Originally dubbed “Taychopera” (Four Lakes), these marshy lowlands were home to encampments of Winnebago Indians. The first whites trekking through the area—most heading for lead mines in the southwest—remarked upon it in journals as a preternaturally beautiful, if wild, location. One early soldier wrote that “the country...is not fit for any civilized nation of people to inhabit. It appears that the Almighty intended it for the children of the forest.”
It remained that way until 1837, when a solitary family set up a rough log inn for workers who arrived to start construction on the Capitol. (Bars doubled as the first churches, this being Wisconsin.)
In 1848, the territory became a state, just as finishing touches were being added to the Capitol; there was still not even a semblance of established roads.

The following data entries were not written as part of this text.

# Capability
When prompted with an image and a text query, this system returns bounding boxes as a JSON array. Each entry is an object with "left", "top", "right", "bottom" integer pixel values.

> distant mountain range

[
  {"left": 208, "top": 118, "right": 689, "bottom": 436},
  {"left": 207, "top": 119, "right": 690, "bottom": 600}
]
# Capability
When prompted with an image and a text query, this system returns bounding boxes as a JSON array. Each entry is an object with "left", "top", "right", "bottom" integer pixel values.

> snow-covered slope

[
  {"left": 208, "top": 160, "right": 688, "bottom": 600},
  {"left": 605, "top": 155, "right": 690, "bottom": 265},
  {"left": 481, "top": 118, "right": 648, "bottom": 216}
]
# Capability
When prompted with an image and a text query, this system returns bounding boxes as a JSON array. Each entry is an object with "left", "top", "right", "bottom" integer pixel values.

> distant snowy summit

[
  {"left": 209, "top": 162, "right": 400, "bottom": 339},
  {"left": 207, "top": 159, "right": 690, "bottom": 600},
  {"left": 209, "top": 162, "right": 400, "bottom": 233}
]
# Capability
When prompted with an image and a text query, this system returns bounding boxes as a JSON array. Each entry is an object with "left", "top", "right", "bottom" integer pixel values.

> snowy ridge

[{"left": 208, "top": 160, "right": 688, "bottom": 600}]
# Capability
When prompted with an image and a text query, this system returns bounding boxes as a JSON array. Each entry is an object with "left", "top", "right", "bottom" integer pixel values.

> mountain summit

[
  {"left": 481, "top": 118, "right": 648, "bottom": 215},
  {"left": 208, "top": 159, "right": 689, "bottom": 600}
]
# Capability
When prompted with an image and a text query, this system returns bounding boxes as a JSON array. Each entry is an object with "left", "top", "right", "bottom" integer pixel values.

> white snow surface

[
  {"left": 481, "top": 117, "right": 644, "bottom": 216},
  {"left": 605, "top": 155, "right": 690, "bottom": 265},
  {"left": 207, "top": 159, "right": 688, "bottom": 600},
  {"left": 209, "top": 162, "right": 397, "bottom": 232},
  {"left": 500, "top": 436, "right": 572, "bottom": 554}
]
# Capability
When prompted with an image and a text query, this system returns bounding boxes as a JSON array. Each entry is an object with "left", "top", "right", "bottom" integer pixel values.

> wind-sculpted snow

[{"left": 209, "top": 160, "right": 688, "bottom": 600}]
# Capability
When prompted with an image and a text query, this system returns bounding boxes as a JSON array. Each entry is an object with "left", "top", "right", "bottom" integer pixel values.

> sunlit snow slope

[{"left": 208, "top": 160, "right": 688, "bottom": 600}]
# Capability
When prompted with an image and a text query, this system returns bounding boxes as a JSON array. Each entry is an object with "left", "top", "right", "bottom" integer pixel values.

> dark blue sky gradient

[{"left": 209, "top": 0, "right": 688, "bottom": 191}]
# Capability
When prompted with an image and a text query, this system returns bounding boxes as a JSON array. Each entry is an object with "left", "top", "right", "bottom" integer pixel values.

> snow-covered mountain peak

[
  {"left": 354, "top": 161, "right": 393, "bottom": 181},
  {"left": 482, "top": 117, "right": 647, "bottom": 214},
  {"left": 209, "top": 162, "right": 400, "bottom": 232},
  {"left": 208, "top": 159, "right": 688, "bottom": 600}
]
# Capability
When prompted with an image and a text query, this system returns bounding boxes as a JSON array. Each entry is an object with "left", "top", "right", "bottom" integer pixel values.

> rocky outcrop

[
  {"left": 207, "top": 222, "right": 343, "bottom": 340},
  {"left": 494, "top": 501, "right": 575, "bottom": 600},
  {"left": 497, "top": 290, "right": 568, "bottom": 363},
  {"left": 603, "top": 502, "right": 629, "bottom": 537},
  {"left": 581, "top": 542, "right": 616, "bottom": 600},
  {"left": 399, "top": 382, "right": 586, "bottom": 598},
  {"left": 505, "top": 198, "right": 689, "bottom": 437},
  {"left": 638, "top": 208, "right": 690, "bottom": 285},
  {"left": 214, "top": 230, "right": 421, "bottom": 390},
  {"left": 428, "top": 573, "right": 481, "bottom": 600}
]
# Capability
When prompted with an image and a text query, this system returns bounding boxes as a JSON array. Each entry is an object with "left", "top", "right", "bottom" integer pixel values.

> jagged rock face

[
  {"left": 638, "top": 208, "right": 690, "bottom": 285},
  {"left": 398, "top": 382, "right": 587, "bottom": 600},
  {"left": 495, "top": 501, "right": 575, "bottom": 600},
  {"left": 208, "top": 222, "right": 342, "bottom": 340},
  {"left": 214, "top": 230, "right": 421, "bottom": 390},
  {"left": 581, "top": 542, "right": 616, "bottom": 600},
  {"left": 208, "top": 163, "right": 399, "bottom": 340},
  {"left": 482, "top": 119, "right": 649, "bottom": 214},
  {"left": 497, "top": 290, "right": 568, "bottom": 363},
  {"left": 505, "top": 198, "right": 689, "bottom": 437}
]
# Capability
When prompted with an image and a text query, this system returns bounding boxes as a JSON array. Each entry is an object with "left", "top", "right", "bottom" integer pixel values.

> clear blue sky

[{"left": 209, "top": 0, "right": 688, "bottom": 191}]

A munificent Milwaukee  millionaire, Leonard Farwell, showed up and, most likely aghast at the beastly conditions, started on major infrastructure work.
Civil War spending expanded the city rapidly; afterwards, Madison had nearly 500 factories of all sorts. By the 20th century, more than 19,000 inhabitants lived in Madison. Still, despite the numbers, wild animals gamboled through the remaining thickets, and one contemporary Eastern visitor remarked that Madison resembled nothing much more than an exaggerated village, down to a village’s mannerisms and conduct.
One historian said of most of Madison's  past, “The historian finds little of stirring interest; and that little almost always the reflex of the legislature.” From the boozy, brawling first legislators, Madison has always had a sideshow accompaniment to its vast cultural arenas. This was perhaps never more manifest than in the 1960s, during implosions over the Vietnam War, when Madison truly became the Mad City—one of the nation’s foremost leftist concentrations.
Overtones of radicalism still exist, but the city really doesn’t seem to get too worked up about much anymore. Everyone’s too busy biking around the lakes or people-watching on State Street  (if not hustling for that graduate seminar).